E in certi casi forse i Beatles ci prendono troppo la mano. Esagerano. Troppo eccentrici, troppo altrenativi, troppo ostentatamente particolari. Quel mix di ascendenze di varia natura che rappresenta uno dei tratti più apprezzabili del loro stile si trasforma così in un papocchio senza forma, un accozzaglia di prove e bizzarie, un intruglio musicale pseudo-sperimentale ricoperto da una nauseante patina di psichedelia e di fintissima poeticità. E "Stg. Pepper's Lonely Hearts Club Band" ce lo mostra apertamente.
E' stato definito l'album rock più importante di sempre, una pietra miliare della storia musicale degli ultimi decenni. Sin da subito si è gridato al capolavoro, alla consacrazione definitiva, al culmine assoluto. A mio avviso, l'album ha il merito di anticipare e preannunciare, seppur ancora allo stato magmatico, tendenze e prospettive che saranno poi ampiamente sviluppate negli anni futuri, fornendo una base solida e un punto di riferimento imprescindibile per gran parte della musica recente, ma vale davvero pochissimo considerato come lavoro compiuto, a sè. E' un album slegato e per nulla compatto, pervaso pateticamente da un'esasperata ricerca dell'esotico e dell'inconsueto, farcito di testi senza un senso e senza un perchè. Si susseguono canzoni modeste e per certi versi inascoltabili: "Lovely Rita" con il suo irritantissimo andamento scherzoso e con la sua melodia poco incisiva, "Lucy in the Sky with Diamonds" con il suo ritornello che sfido chiunque a trovarne uno più infantile, superficiale e scontato, "Strawberry Fields Forever" con la sua strumentazione pesante e pomposa. Per non parlare degli altri pezzi, semplici riempitivi privi di qualsiasi spunto interessante. Si salvano soltanto "A day in the life", a tratti davvero stupenda, e "Within you and without you", psichedelia ed esotismo allo stato puro regalataci dal buon George Harrison.

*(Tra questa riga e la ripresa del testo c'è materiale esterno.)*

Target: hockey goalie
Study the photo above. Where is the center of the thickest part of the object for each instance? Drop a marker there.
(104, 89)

Molti non saranno d'accordo con il mio giudizio, ma forse è meglio iniziare a ridimensionare l'esperienza Beatles, a inquadrarla nel suo reale ed effettivo valore artistico. Non bisogna dimenticare che i Beatles furono una mania collettiva negli anni 60, influenzando profondamente il costume, la moda, l'arte e la cultura del tempo. Conviene quindi chiedersi se il loro ruolo di anticipatori, di profeti, di bacino da cui attingere a piene mani non sia dovuto al loro straordinario successo in ogni ambito più che ad un loro vero merito in campo musicale.